RAGE2022: RAGE - The 1st international workshop on Real-time And intelliGent Edge computing in conjunction with DAC 2022, July 10, San Francisco, California, USA. San Francisco, California, USA., CA, United States, July 10, 2022 |
Conference website | https://rage2022.github.io/ |
Submission link | https://easychair.org/conferences/?conf=rage2022 |
Submission deadline | March 20, 2022 |
Workshop Title:
RAGE - The 1st international workshop on Real-time And intelliGent Edge computing
Keywords specifying the Workshop
Real-Time Systems, Edge Computing, Operating Systems, Timing Predictability, Middleware Frameworks, Artificial Intelligence
Extended Abstract
The edge computing paradigm is becoming increasingly popular as it facilitates real-time computation, reduces energy consumption and carbon footprint, and fosters security and privacy preservation by processing the data closer to its origin, thereby drastically reducing the amount of data sent to the cloud. On the application side, there is a growing interest in using edge computing as a key pillar to support decentralized artificial intelligence by implementing federated learning and adaptive deep learning inference at the edge. However, many edge applications tightly interact with the surrounding environment and are required to deliver a result (e.g., perform actuation or send a message through a 5G network) within a predefined deadline. Therefore, a key requirement in edge computing is the need to be predictable across the edge-to-cloud continuum while also efficiently utilizing the system resources.

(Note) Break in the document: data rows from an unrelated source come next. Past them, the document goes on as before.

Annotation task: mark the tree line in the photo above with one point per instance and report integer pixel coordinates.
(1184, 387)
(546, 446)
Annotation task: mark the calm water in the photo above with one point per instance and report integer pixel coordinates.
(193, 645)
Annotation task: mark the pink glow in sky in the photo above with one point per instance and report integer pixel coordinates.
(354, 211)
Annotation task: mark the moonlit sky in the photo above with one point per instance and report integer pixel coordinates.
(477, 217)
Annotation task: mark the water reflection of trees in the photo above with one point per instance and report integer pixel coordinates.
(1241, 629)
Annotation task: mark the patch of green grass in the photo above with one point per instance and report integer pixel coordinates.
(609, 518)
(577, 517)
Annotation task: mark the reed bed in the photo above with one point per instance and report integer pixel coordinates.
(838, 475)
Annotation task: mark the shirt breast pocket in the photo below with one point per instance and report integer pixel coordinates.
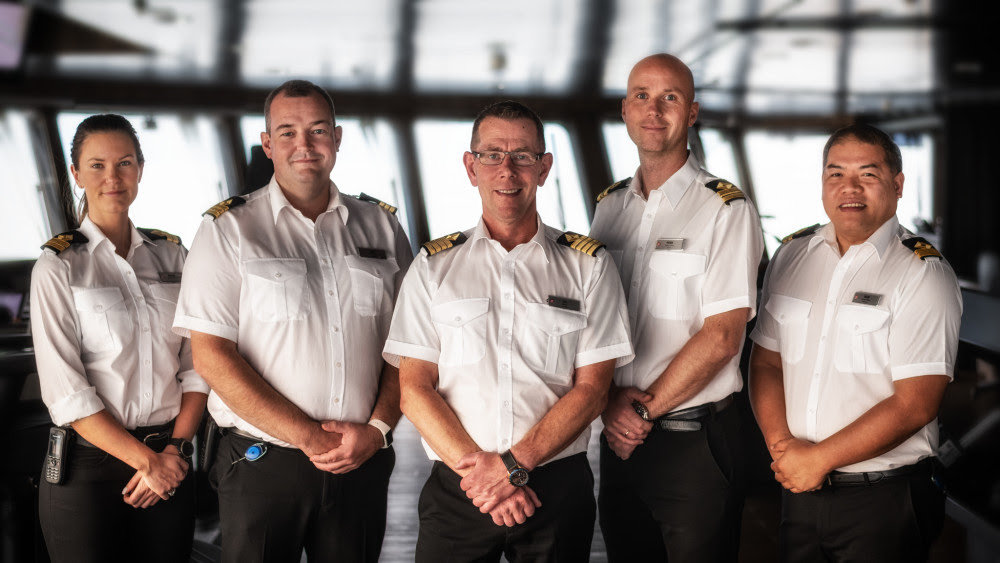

However, meeting the above requirements is non-trivial. Modern edge devices can be very diverse, ranging from hand-held devices to large in-premise servers, and can include complex embedded platforms with multiple heterogeneous cores and hardware accelerators such as GPUs, TPUs, and FPGAs. This complexity introduces considerable challenges when trying to guarantee timing requirements of real-time applications: for example, due to scheduling policies implemented by the hardware accelerators (often not publicly disclosed by vendors), or due to the memory contention experienced by the cores when accessing the main memory concurrently. Secondly, the network transmission time (TSN over Ethernet to 5G links) can lead to variability in the end-to-end latencies incurred by edge applications.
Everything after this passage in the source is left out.